Sejak awal berdiri, Pengadilan Tindak Pidana Korupsi Semarang sudah membetot perhatian publik. Itu lantaran prestasinya dalam hal meloloskan para terdakwa korupsi. Mulai beroperasi 1 Januari 2011, hingga kini pengadilan itu sudah memvonis bebas tujuh terdakwa korupsi. Lima dari tujuh terdakwa itu divonis bebas oleh majelis hakim yang dipimpin Lilik Nuraini. Nah, anggota majelis hakimnya, selain Kartini Marpaung, adalah Asmadinata.
Lilik dan kawan-kawan, misalnya, memutus bebas bekas Bupati Sragen Untung Wiyono dalam kasus korupsi Anggaran Pendapatan dan Belanja Daerah Kabupaten Sragen. Padahal jaksa menuntut Untung sepuluh tahun penjara dalam kasus yang merugikan negara Rp 11,2 miliar itu. Dalam kasus ini, majelis hakim lain memvonis bersalah bekas Sekretaris Daerah Koeshardjono dan bekas Kepala Bidang Keuangan Sri Wahyuni.
Lilik cs juga membebaskan Agus Soekmaniharto, terdakwa kasus korupsi proyek jalan tol Semarang-Solo. Sebelumnya, jaksa menuntut dia dihukum tujuh setengah tahun penjara dan didenda Rp 500 juta. Dalam perkara dengan kerugian negara Rp 21 miliar itu, majelis hakim yang berbeda menghukum dua terdakwa lainnya.

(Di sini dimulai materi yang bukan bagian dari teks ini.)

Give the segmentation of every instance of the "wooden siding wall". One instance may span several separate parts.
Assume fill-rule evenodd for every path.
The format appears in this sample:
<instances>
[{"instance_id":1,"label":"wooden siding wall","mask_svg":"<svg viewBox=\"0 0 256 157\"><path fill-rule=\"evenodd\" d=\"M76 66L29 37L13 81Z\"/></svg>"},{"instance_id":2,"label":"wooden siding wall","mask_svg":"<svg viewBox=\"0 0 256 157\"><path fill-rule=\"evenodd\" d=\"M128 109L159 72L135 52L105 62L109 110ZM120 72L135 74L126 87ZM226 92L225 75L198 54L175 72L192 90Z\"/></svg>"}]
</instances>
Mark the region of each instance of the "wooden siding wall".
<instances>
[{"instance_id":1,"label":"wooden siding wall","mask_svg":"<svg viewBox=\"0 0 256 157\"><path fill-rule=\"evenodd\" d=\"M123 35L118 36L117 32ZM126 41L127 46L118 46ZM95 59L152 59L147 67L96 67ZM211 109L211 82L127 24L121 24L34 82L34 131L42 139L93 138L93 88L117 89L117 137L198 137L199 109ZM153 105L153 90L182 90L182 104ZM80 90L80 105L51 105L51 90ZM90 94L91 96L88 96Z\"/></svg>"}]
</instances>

Lewat putusan sela, Lilik dan kawan-kawan juga membebaskan Yanuelva Etliana, pengusaha yang diduga membobol fasilitas kredit Bank Jateng sekitar Rp 39 miliar. Pengadilan Tinggi Jawa Timur memerintahkan agar Yanuelva disidang lagi. Tapi jaksa belum menemukan Yanuelva, yang telanjur menghilang.
Hujan vonis bebas di Pengadilan Tipikor Semarang tak hanya menuai kecaman dari pegiat antikorupsi. Komisi Yudisial pun kebanjiran laporan dari Semarang. Yang melaporkan sepak terjang para hakim bukan hanya kalangan aktivis dan masyarakat umum. "Laporan dari internal pengadilan pun deras sekali," kata Suparman.
Ada dua jenis laporan yang masuk ke lembaga yang mendapat tugas undang-undang mengawasi integritas para hakim itu. Pertama, laporan seputar kebiasaan pribadi buruk para hakim. Kedua, laporan seputar penyalahgunaan kekuasaan. "Ada yang dilaporkan gemar mabuk dan main perempuan," kata Suparman, mencontohkan jenis laporan pertama.
Di Komisi Yudisial, awalnya ada yang menganggap hal seperti itu merupakan urusan privat si hakim. Tapi, belakangan, hakim yang sama juga dilaporkan menyalahgunakan kekuasaan. Misalnya ada laporan soal hakim yang sering makan bersama pengacara yang beperkara. Laporan lain menyebutkan ada hakim meminta uang kepada pengacara dengan dalih anggota keluarganya sakit. Lebih parah lagi, ada hakim yang dilaporkan menawari hakim lain uang puluhan juta rupiah yang tak jelas asal-usulnya.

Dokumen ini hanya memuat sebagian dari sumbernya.